Старики потом прикидывали, что уж сорок лет, пожалуй, от самой Федорчуковой рати, не видано было на Руси таковой лютой напасти. Ордынский погром 1327 года не зря приходил на ум — Ольгерд показал, что в жестокости по отношению к безоружному пахарю он готов перещеголять и степняков-азиатов.

Знавали и в прежние времена разбойную повадку литовского соседа. Набегал то и дело малыми отрядами — то на Можайск, то на Ржеву, то на иные пограничные городки, и вошла уже было в привычку эта легкая, дурашливо-ребячливая его повадка: подползти тайком, вдруг вломиться, продержаться недельку-другую и пуститься наутек.

Но вот приходилось и к иной рати привыкать — беспощадной, тяжелой, как стадо лесных быков, кинувшихся топтать озими, кромсать зароды. Приходилось и с торжеством Михаила, на чужом хребте въехавшего в Тверь, временно смиряться.

Но ошеломление Москвы длилось недолго. Благо имелось жито в заповедных закромах и водилась лишняя полтина про черный день. С той же зимы быстро стали отстраивать московские посады из сухого, промерзшего до звонкости леса; налаживалась жизнь в разоренных селах, княжьи и боярские волостели записывали льготы тяглым своим сиротам — на обзаведение жильем и скотом, хлебом и семенным зерном под будущую ярь.

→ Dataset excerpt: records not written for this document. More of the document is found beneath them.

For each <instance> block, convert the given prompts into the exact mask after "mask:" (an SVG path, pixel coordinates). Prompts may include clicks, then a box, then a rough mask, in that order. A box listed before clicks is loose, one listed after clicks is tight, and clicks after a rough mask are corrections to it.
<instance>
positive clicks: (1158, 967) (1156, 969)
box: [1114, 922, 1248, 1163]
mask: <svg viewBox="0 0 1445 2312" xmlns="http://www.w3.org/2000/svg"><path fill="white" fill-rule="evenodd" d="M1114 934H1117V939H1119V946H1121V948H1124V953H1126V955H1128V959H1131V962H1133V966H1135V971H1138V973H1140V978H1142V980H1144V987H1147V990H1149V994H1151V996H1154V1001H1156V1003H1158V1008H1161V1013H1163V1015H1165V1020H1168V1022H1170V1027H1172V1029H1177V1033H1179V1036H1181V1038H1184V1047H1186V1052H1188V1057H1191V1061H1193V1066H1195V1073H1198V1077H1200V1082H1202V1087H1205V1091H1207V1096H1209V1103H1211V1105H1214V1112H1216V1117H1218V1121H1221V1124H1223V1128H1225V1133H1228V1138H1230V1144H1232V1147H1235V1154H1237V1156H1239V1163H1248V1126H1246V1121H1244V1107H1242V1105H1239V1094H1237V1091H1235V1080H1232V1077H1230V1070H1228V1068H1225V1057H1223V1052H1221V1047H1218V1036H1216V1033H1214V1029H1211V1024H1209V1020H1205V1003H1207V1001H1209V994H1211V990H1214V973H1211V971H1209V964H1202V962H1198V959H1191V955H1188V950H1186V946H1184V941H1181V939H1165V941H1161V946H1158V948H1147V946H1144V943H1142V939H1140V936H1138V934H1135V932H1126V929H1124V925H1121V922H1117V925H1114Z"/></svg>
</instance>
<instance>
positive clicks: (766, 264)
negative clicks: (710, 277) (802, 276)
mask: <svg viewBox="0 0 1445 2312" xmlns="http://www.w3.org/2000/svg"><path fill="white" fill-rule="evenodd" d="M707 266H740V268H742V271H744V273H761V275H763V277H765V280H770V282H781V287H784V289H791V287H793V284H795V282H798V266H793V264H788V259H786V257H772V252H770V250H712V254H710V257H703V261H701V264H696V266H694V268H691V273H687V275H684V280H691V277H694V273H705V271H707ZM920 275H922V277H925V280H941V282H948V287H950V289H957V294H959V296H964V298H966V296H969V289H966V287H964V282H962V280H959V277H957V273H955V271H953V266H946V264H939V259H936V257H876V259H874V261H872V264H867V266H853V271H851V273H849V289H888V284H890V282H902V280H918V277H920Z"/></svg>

А в хоромине княжого совета осунувшийся с лица Дмитрий, у которого темно-русым пушком уже опушались губы и подбородок, давал последние наказы перед разлукой двоюродному брату Владимиру.

II

Князю Владимиру Андреевичу, внуку Калиты, будущему Серпуховскому, по прозвищу Храбрый, или, как его еще нарекут, Донской, шел сейчас шестнадцатый год. В долгой и беспорочной службе своей московскому делу он насчитает, пожалуй, не меньше воинских походов, чем было за спиной у его великого предка и тезоименита Владимира Мономаха. Но нынешний поход, в который его провожала Москва, был для молодого человека первым по-настоящему самостоятельным, по-настоящему трудным. Не брать же в счет совсем еще детские выезды во Владимир.

Он был до конца посвящен во все то, что было сейчас на уме у Дмитрия: надо как можно скорее дать понять окружающим, что опустошительный набег Ольгерда и Михаила, несмотря на свои страшные последствия, ничего не может изменить, по сути, в московской политике. Направленность ее остается незыблемой: превращение великого (пока лишь на письме) княжества владимирского в подлинный государственный монолит с единой волей и правдой. Сплочение силы, способной в действительности, а не в мечтах и гаданиях, поднять всю землю в согласном и братском порыве к свободе.

Накануне стало известно, что небывалое бедствие постигло Великий Новгород: от страшного пожара, подобного которому что-то и не помнили на Волхове, пострадал внутри весь детинец, в том числе рухнул владычный двор, даже в каменной Софии опалило иконы, книги и деревянные подкупольные связи. Огонь отхватил целый кус от громадных новгородских посадов — весь Неревский и Плотницкий концы. К тому же через падежных людей прознали новгородцы, что в Ливонии спешно ведутся воинские приготовления, подстрекаемые слухом о губительном том пожаре.